Tea lovers looking for a fine brew will be very excited by this Nishi-Ogi shop, which carries over 100 leafy varieties. From domestic sencha to Chinese and Taiwanese black teas, pu'er and jasmine tea, all varieties are presented in simple bags alongside equally simple vessels, but that simplicity also means that the store manages to strike an overall calm balance. They have a separate space where you can sit down and enjoy a freshly-brewed cup of sencha, but there's no proper menu: orders consist of your answer to the question 'what kind of drink would you like?' The owner's knowledge of tea is impeccable, and if you end up getting into the finer details, hours will have passed in the blink of an eye.
Stylish purveyors of green tea have been having a moment in Tokyo throughout the past year or so. Following hot on the heels of Tokyo Saryo, Uni Stand and company is Hachiya, opened in oh-so-trendy Sendagaya in December 2017 and specialising in all things Japanese tea. In addition to standard varieties including sencha (regular green tea) and hojicha (roasted green tea), you can sample artisanal matcha latte, made with properly hand-whisked matcha, and offbeat mixtures such as sencha soda with fruit jelly (!). Pair your hot drink with some anmitsu (agar jelly with fruit and sweet bean paste) or a soft serve for the full Japanese dessert experience.
Tea, garden landscaping and a calm space within a massive busy city are all enjoyable at Kosoan. It's the immaculate old Japanese house that you would most likely walk straight past if you didn’t know there was a teahouse inside. They have both Japanese and English menus (the latter with pictures for easier ordering) with set choices basically consisting of a hot or cold drink and a sweet treat.

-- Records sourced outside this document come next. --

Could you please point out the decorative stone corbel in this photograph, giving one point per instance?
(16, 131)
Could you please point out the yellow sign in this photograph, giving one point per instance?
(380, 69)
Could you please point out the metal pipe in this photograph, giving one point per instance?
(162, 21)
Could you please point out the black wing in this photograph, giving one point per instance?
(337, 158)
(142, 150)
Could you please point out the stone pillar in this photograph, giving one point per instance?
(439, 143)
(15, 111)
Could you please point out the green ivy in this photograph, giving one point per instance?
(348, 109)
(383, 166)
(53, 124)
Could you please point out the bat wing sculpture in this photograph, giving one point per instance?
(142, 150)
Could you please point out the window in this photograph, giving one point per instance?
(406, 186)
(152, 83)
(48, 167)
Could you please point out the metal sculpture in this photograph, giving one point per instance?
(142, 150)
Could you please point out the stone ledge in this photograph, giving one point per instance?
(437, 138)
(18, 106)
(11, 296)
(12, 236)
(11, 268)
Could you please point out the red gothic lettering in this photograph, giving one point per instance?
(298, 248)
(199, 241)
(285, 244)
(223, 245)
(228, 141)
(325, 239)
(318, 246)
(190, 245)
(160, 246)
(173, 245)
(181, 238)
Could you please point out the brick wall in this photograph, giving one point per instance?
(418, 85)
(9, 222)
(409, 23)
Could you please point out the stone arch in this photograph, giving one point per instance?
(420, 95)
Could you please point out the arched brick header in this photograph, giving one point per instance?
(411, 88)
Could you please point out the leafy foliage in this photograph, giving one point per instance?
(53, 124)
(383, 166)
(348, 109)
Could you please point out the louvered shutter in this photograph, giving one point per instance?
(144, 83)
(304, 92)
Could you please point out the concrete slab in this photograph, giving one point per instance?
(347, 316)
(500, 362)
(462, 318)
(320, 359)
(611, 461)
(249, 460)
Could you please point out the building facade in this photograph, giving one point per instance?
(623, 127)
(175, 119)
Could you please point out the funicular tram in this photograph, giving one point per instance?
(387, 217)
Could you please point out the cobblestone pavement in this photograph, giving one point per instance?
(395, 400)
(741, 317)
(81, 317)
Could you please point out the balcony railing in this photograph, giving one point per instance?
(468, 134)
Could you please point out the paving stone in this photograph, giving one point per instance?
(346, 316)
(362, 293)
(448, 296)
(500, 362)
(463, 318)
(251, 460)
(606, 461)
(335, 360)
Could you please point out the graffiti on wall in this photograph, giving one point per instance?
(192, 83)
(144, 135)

Other than the regular Matcha with Sweet (¥830), which includes bitter, creamy green tea served in a large deep bowl, we’d also recommend trying the Anmitsu (¥830), a bowl of sliced fresh fruit with a dollop of ice cream, sweet syrup and a small serving of tea.
Sample some of the finest Japanese tea created by a tea master trained in Kyoto, and pair it with a tea-flavoured dessert such as the Matcha Shiratama Anmitsu Parfait at this homely spot deep in the western suburbs.
This mid-century (in age, not style) house has been transformed into one of the most unique 'malls' in Tokyo. Housing shops focused on introducing traditional Japanese culture to shoppers, Urasando Garden is where to make your own matcha at Uji-en or find health-consicous traditional Japanese sweets at Mikan Club.